When I was born in Hamburg, Germany my dad used an all mechanical Nikon camera to scoop up the light bouncing off of my pink baby flesh, new to the world, and raced home. He returned to the hospital with printed photographs, and mailed copies to a slew of excited relatives around the world. The image traveled via an ancient form of internet powered by a rusting Fiat Spyder and a series of postal employee handoffs. It was brought to life by my dad’s skills with a series of chemicals, tanks, special papers and something called an enlarger: a long-necked metal bird who’s eye looked ever downward. It waited patiently to imprint the next invisible image, the paper’s secrets only unveiled later as they slowly emerged beneath a clear chemical bath in the dim red light in a process that remained forever magical. My father stood before me now, holding that magical bird by the throat, saying, “I don’t know who would even want this stuff any more”.

He had only been back from the hospital for a few days, and I worried about the way he was exerting himself as he yanked out drawers and boxes. Days ago he hadn’t been able to stand on his own. No matter how skilled the doctors that had rerouted and repackaged his heart, his body had, in effect, just been hit by a mac truck. But my genetic code is half his and so he couldn’t handle inaction any more than I can. The time of film photography had passed and now that I was back in town it was time to tear apart the old dark room.

My parents designed and built our house to have, as a central component, a dark room for printing and developing our own photos. It had a water supply, drainage, and counter space for all of the baths. Strips of drying developed film hung from the ceiling: long black tape filled with tiny images of people in reverse black and white. There was, as in nearly every room in the house, an old stereo system playing classical music. Those old systems with their already obsolete 8-track tape decks still had radios that were “perfectly good” and never cost more than five dollars. When developing film, the room had to be completely dark and so the howling of a tenor opera singer filled the space left vacant by light. I remember feeling through the process, carefully loading the film strip onto the spool and into the stainless steel canister, slipping it through my fingers to be sure I could keep track of it, those voices ringing through my head and keeping me company.

“I think your mother has a piano student who is taking photography. We can see if she wants anything before we just dump it at the Goodwill.”

In the first house I remember as a child, in West Chicago, I helped my dad tape black plastic over the windows in the one tiny bathroom.
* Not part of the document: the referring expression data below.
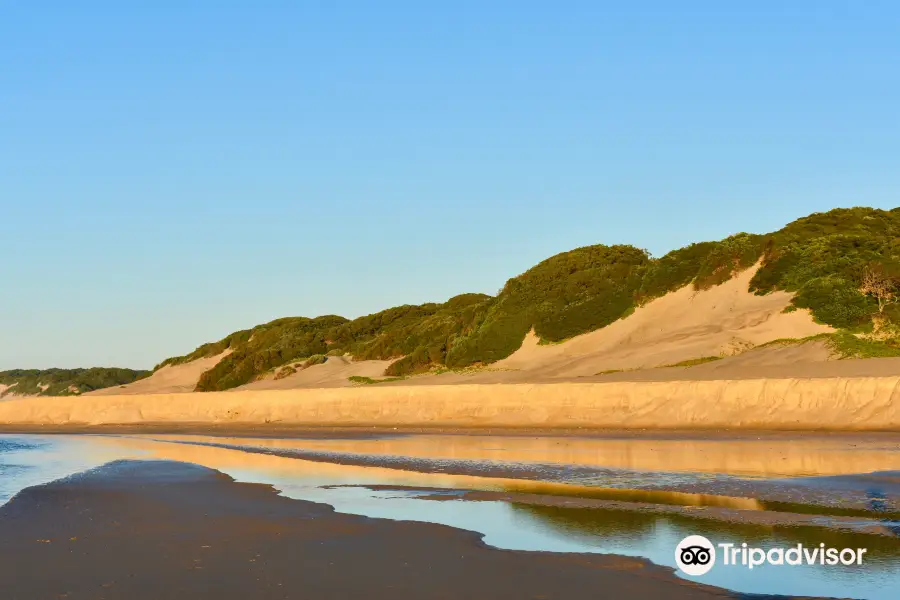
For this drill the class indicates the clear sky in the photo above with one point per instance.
(172, 172)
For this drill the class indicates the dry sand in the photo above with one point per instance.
(334, 372)
(168, 380)
(836, 403)
(682, 325)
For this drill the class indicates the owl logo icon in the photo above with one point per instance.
(695, 555)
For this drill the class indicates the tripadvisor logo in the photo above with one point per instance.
(696, 555)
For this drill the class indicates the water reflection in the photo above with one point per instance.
(302, 469)
(768, 457)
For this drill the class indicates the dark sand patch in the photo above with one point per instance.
(151, 530)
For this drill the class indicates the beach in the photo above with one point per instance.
(161, 529)
(347, 513)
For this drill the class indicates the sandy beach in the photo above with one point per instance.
(162, 529)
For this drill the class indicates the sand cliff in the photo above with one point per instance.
(864, 403)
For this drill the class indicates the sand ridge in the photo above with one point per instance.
(334, 372)
(682, 325)
(836, 403)
(171, 379)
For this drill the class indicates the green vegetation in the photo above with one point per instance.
(848, 345)
(65, 382)
(693, 362)
(843, 265)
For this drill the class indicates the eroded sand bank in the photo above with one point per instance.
(864, 403)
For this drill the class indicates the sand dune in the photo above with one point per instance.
(682, 325)
(828, 403)
(335, 372)
(168, 380)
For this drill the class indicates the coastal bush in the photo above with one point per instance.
(822, 259)
(66, 382)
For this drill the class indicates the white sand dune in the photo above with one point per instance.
(682, 325)
(836, 403)
(334, 372)
(171, 379)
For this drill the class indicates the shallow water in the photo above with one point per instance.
(303, 468)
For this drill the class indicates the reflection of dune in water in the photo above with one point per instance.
(778, 457)
(596, 526)
(287, 468)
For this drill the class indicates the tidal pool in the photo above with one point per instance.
(693, 472)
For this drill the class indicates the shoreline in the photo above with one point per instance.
(303, 431)
(178, 530)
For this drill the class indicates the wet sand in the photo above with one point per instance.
(153, 530)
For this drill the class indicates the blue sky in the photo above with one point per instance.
(173, 172)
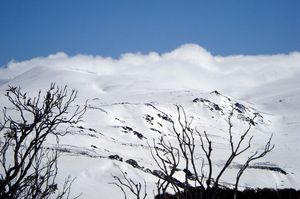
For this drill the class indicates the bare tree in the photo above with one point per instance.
(28, 169)
(256, 155)
(194, 171)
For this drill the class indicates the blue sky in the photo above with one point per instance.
(34, 28)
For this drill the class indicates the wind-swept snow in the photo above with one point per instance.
(131, 98)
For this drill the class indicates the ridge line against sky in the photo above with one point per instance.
(110, 28)
(189, 66)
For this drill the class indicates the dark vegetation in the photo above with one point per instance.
(29, 168)
(200, 180)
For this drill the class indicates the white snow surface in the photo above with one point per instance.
(125, 92)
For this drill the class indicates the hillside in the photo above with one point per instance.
(132, 99)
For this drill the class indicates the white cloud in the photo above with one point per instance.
(188, 67)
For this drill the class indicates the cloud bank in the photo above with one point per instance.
(187, 67)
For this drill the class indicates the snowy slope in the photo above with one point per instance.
(131, 98)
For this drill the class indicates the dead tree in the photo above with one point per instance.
(195, 171)
(256, 155)
(28, 169)
(167, 159)
(199, 181)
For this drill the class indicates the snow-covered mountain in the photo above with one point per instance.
(131, 100)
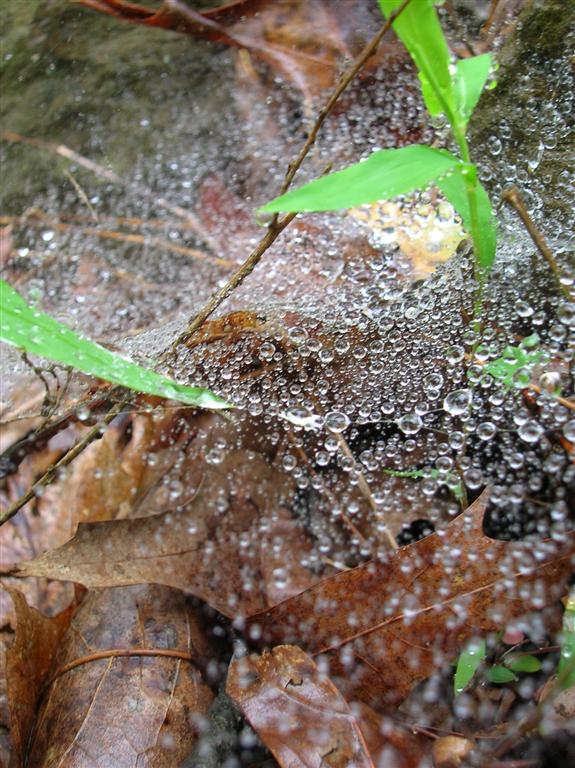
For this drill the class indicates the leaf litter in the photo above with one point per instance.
(252, 513)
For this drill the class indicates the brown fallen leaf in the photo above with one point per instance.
(304, 720)
(100, 708)
(304, 41)
(28, 662)
(388, 624)
(226, 535)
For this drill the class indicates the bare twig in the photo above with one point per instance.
(236, 279)
(344, 81)
(274, 230)
(278, 225)
(122, 653)
(512, 196)
(66, 459)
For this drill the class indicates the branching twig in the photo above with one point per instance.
(66, 459)
(278, 225)
(275, 228)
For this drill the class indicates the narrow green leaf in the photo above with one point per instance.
(484, 234)
(420, 31)
(385, 174)
(566, 669)
(23, 326)
(467, 665)
(469, 80)
(500, 675)
(518, 662)
(514, 366)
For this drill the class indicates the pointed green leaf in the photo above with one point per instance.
(385, 174)
(456, 189)
(23, 326)
(500, 675)
(469, 80)
(420, 31)
(467, 664)
(519, 662)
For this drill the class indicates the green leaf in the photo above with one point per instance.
(518, 662)
(456, 189)
(500, 675)
(467, 664)
(566, 669)
(513, 368)
(470, 77)
(23, 326)
(420, 31)
(385, 174)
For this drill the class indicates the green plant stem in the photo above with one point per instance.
(471, 189)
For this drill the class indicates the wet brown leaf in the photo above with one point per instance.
(388, 624)
(304, 40)
(304, 720)
(28, 662)
(125, 711)
(225, 544)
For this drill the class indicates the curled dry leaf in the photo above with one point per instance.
(28, 663)
(218, 545)
(305, 721)
(414, 610)
(129, 711)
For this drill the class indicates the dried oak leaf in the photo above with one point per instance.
(235, 544)
(304, 720)
(388, 624)
(124, 710)
(28, 662)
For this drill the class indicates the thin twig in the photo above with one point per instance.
(236, 279)
(512, 196)
(530, 722)
(66, 459)
(278, 225)
(344, 81)
(275, 228)
(122, 653)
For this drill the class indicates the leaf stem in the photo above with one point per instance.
(471, 190)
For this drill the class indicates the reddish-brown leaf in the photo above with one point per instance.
(225, 544)
(28, 662)
(129, 711)
(388, 624)
(304, 720)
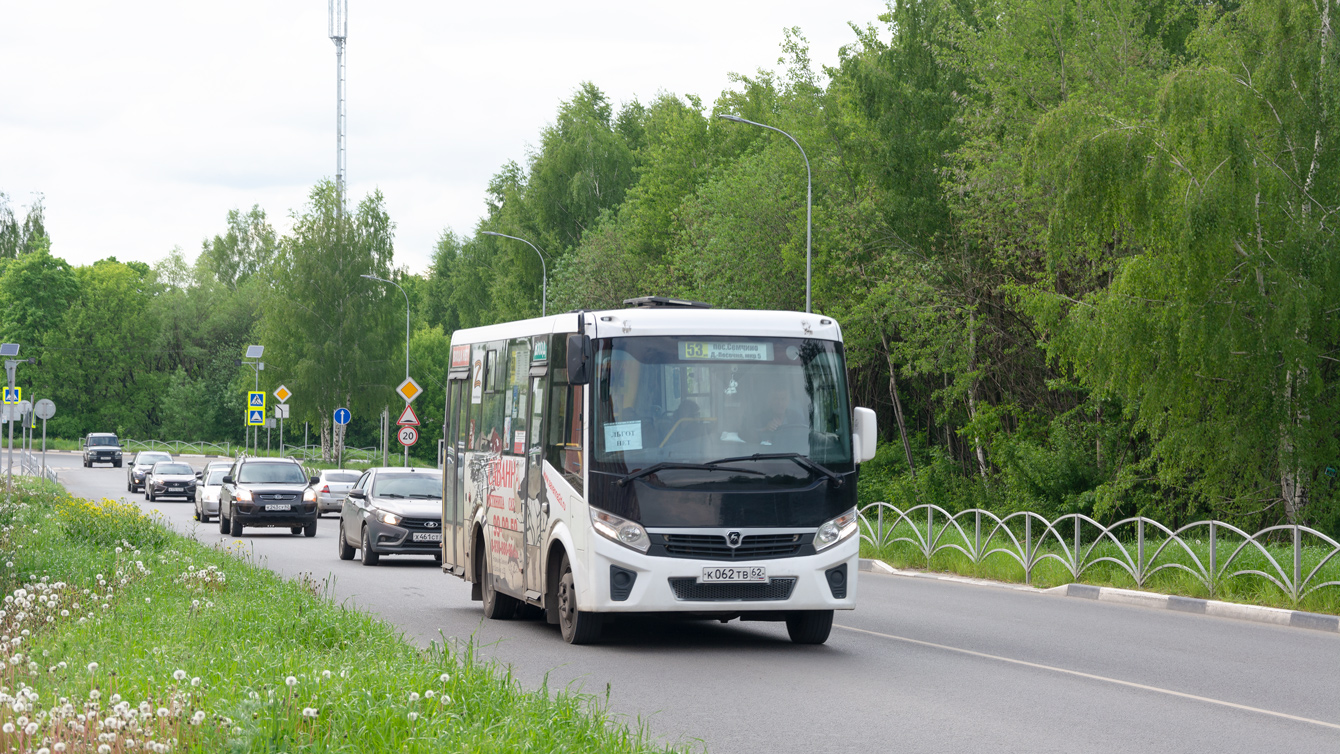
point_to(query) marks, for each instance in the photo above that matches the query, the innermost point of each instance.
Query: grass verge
(121, 635)
(1246, 589)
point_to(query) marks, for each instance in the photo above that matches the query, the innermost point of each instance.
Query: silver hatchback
(331, 486)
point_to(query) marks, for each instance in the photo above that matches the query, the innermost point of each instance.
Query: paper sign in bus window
(622, 435)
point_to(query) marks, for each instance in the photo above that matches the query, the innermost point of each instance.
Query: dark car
(145, 461)
(393, 510)
(170, 478)
(267, 492)
(102, 447)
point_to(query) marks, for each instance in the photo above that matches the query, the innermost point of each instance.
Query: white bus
(662, 458)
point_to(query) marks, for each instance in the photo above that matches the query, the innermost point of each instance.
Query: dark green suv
(267, 492)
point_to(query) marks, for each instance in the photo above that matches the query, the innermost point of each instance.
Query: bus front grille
(776, 589)
(713, 547)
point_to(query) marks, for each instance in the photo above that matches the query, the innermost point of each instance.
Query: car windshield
(271, 474)
(422, 486)
(702, 399)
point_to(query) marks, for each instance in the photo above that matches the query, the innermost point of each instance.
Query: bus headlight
(627, 533)
(835, 531)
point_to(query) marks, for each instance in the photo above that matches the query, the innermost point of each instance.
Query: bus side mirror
(863, 434)
(579, 359)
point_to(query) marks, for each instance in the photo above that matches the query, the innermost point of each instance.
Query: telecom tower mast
(338, 31)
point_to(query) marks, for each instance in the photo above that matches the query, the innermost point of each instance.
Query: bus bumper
(670, 584)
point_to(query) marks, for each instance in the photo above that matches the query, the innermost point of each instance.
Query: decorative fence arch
(1078, 537)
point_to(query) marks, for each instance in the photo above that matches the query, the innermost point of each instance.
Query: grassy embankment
(1249, 589)
(123, 636)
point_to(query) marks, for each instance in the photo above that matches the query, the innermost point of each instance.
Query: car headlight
(835, 531)
(627, 533)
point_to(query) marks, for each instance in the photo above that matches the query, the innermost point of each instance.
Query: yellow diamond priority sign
(409, 390)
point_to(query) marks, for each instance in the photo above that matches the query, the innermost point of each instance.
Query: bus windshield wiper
(663, 465)
(799, 458)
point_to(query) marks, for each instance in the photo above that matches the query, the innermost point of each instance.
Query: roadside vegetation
(1248, 588)
(125, 636)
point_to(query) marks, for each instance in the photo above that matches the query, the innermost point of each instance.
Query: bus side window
(563, 447)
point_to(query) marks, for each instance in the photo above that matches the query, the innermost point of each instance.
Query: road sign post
(342, 418)
(44, 410)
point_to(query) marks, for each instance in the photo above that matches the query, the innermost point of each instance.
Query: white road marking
(1091, 676)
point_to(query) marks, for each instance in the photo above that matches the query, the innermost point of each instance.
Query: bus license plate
(728, 575)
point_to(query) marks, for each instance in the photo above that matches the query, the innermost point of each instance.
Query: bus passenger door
(453, 480)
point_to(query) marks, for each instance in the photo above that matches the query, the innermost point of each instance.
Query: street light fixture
(808, 190)
(544, 269)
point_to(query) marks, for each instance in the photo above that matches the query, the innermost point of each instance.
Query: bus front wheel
(578, 627)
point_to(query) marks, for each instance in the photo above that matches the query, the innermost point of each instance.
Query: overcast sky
(144, 122)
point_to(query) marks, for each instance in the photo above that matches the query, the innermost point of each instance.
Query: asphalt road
(919, 666)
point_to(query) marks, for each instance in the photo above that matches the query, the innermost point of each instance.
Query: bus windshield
(698, 399)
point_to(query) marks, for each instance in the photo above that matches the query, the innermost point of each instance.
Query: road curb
(1154, 600)
(1256, 614)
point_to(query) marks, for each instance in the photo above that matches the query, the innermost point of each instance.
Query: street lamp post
(808, 192)
(544, 269)
(406, 339)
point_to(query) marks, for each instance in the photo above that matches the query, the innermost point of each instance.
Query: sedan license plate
(732, 575)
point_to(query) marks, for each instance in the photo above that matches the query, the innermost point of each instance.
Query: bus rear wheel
(810, 626)
(578, 627)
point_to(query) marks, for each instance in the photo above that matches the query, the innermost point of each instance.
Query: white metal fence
(1212, 552)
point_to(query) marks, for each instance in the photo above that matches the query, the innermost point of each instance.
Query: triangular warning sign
(408, 417)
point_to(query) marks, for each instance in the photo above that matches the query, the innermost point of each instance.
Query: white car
(331, 488)
(207, 493)
(170, 478)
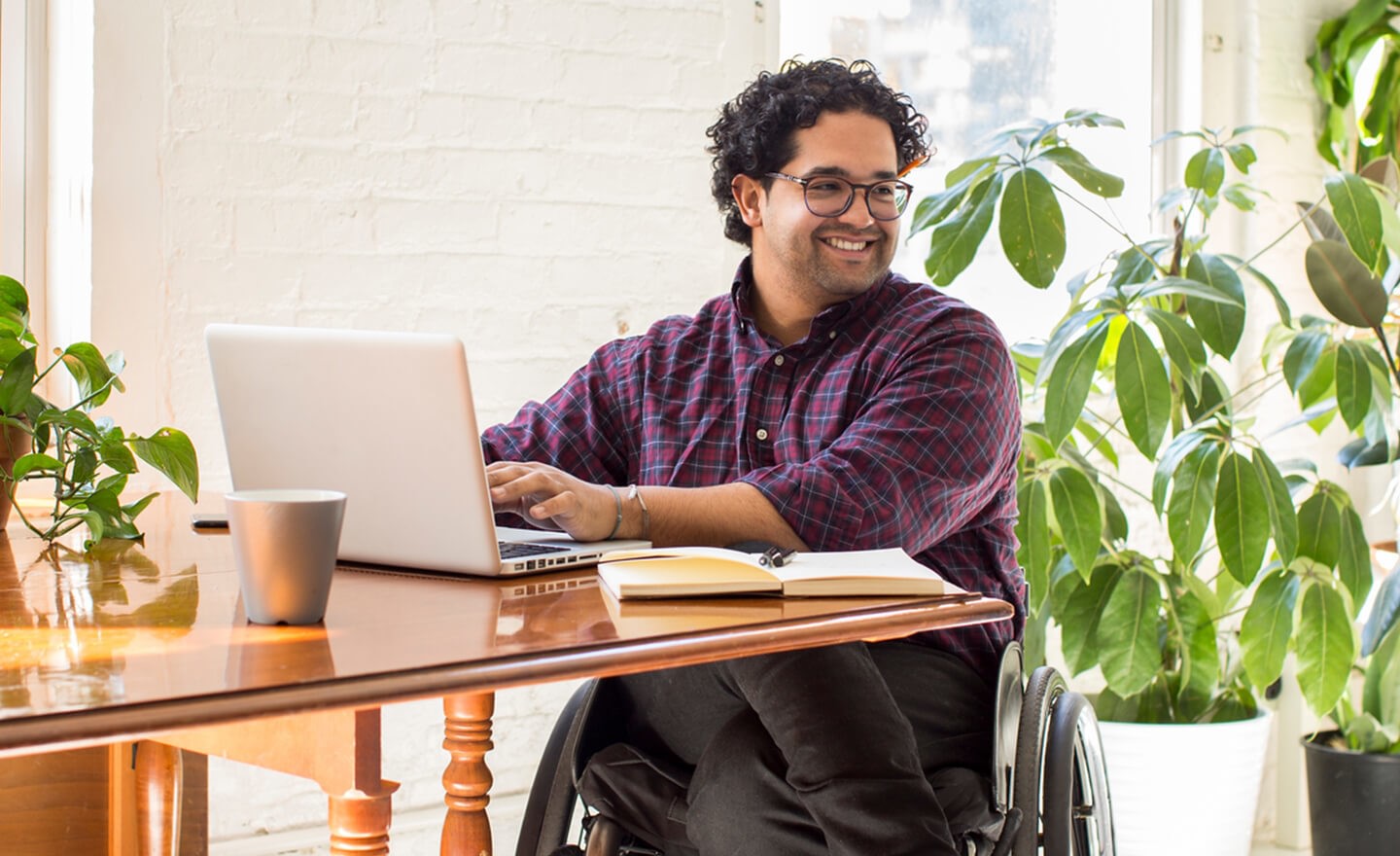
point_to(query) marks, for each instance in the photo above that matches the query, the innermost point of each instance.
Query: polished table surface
(140, 639)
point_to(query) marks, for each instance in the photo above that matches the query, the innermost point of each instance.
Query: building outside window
(973, 66)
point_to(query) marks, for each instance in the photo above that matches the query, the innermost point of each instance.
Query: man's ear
(748, 193)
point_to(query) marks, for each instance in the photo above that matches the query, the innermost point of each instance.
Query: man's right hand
(550, 498)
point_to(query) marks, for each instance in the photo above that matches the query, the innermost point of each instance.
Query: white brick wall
(530, 175)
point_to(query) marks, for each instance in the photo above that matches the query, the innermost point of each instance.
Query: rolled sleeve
(928, 455)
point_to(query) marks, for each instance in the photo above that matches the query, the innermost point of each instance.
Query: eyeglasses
(830, 196)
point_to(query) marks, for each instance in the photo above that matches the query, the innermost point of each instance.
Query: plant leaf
(1357, 213)
(1079, 620)
(1032, 228)
(91, 372)
(1206, 171)
(935, 207)
(1078, 516)
(1345, 286)
(1352, 555)
(1200, 649)
(1069, 382)
(1302, 355)
(1193, 499)
(1319, 525)
(1324, 648)
(1267, 626)
(1142, 390)
(1127, 633)
(1319, 222)
(1241, 518)
(1190, 287)
(1085, 174)
(1183, 345)
(169, 451)
(1172, 455)
(18, 382)
(1352, 381)
(955, 242)
(1282, 517)
(1219, 324)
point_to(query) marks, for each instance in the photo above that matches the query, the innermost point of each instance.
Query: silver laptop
(388, 419)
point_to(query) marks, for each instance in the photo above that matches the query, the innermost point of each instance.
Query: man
(823, 404)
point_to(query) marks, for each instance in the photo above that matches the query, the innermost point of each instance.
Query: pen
(776, 556)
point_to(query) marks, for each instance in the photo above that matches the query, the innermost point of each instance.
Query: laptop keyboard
(522, 550)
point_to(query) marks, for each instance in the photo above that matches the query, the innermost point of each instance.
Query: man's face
(826, 260)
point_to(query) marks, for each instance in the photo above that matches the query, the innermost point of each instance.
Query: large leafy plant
(85, 458)
(1132, 405)
(1355, 72)
(1348, 366)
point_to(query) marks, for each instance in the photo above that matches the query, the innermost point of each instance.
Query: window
(973, 66)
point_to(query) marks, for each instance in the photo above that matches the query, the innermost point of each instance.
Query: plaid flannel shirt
(893, 423)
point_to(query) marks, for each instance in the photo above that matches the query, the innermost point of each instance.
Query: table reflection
(67, 621)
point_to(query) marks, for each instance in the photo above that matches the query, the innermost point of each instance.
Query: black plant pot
(1352, 798)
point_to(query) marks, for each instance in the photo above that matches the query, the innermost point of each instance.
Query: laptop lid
(388, 419)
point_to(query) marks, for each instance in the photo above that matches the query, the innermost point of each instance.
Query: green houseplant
(86, 458)
(1348, 365)
(1136, 405)
(1355, 72)
(1184, 625)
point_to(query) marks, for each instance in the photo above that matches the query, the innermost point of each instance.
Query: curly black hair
(753, 134)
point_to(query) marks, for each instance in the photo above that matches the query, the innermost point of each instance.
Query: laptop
(388, 419)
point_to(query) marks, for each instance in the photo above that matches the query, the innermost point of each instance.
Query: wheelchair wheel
(1042, 690)
(1077, 817)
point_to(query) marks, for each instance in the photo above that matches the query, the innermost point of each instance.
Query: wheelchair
(1049, 788)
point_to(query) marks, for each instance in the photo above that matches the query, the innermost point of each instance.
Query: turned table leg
(158, 792)
(467, 780)
(360, 824)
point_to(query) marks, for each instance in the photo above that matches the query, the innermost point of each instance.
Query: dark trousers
(817, 751)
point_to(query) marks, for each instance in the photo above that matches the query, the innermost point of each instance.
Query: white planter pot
(1184, 789)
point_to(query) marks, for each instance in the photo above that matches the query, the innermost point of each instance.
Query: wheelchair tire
(1043, 688)
(1077, 817)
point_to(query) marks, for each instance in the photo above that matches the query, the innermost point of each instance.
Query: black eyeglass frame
(899, 210)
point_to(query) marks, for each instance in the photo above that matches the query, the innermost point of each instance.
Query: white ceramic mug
(285, 550)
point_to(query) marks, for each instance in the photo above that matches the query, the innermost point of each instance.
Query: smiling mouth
(847, 245)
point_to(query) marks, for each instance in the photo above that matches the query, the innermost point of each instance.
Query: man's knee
(740, 801)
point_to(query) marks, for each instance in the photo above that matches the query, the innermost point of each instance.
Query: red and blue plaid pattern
(893, 423)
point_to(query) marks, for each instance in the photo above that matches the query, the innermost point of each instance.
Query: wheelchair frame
(1049, 780)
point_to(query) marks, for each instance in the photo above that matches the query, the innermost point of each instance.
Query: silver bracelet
(617, 502)
(646, 513)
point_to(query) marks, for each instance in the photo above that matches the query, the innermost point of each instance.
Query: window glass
(973, 66)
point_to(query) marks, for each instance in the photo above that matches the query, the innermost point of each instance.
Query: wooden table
(147, 642)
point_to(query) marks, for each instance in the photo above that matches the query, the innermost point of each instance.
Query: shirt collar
(824, 322)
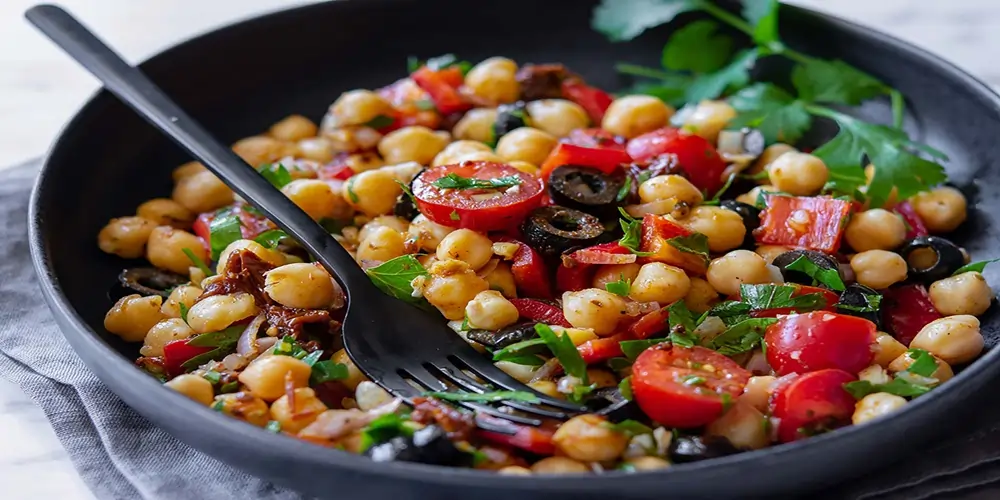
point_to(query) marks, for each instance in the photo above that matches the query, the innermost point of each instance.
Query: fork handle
(149, 101)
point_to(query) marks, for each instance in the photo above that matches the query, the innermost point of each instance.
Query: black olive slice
(553, 229)
(949, 258)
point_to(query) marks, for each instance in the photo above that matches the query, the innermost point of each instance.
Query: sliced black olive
(150, 281)
(695, 448)
(751, 219)
(506, 336)
(586, 189)
(861, 301)
(822, 260)
(553, 229)
(949, 258)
We broke apart hand-rolled film spools and developed them on top of the back of the toilet. I was terrified to handle this mysterious material that could be destroyed by the touch of light or my fingers, but he made me struggle through the process, insisting that I learn by trying. He produced endless pictures of my sisters and I, large black and white images including one of myself with a mop of home cut hair covered by a crushed felt cowboy hat. That particular image grew and changed with me over time. At first it was fascinating, then embarrassing, and at last adorable as I grew older.

“These are some pretty nice lenses.”

In Jr. High I produced my first monster movie made entirely of still images. It was really more of a comic book. I rolled my own film, built a structure out of cool-whip containers and lego people, and had a dinosaur-like creature arrive to destroy the whole thing piece by piece. I used a classic dark room trick, and by waving a cutout piece of paper over the image as the enlarger projected it into the waiting paper below, I created the creature’s fiery breath that set the raised roadway full of matchbox cars ablaze. I called the creature Schalk, an old German world I found in a German/English dictionary that meant, “trickster”. The book was a school project, and so the deadline had me covered in chemicals, alone in that dark room, for days. At last I crawled upstairs to rejoin my sisters and sat exhausted holding my dry, cracked hands. For years afterwards, as I walked through the halls at school, I would hear the both taunting and endearing mock cries of terror, “Schalk! Schalk!”

“Here, just throw all of these pieces and the chemicals in a box and leave them at the bottom of the stairs. At least we should keep them together.”

I started picking out and sorting old cameras, with their black leather covers and old metal bodies, into a box. They don’t make anything out of metal any more.

“OK, I have to go lay down.”

My dad headed upstairs to sleep and I continued placing the lenses, filters and paper together in low cardboard boxes for the last time. I grouping them carefully, perhaps just to honor them. Perhaps just in case there was some last bit of use in them, one last person who still loved the feel of doing things by hand, of seeing images grow like blooming flowers in a watery bed, who wanted to feel the touch of the slippery surface when moving the print from one bath to the next, who loved the sound of the timer humming as its hand swept slowly back towards its place, the image held glowing before them until, with a click, it vanished again into darkness.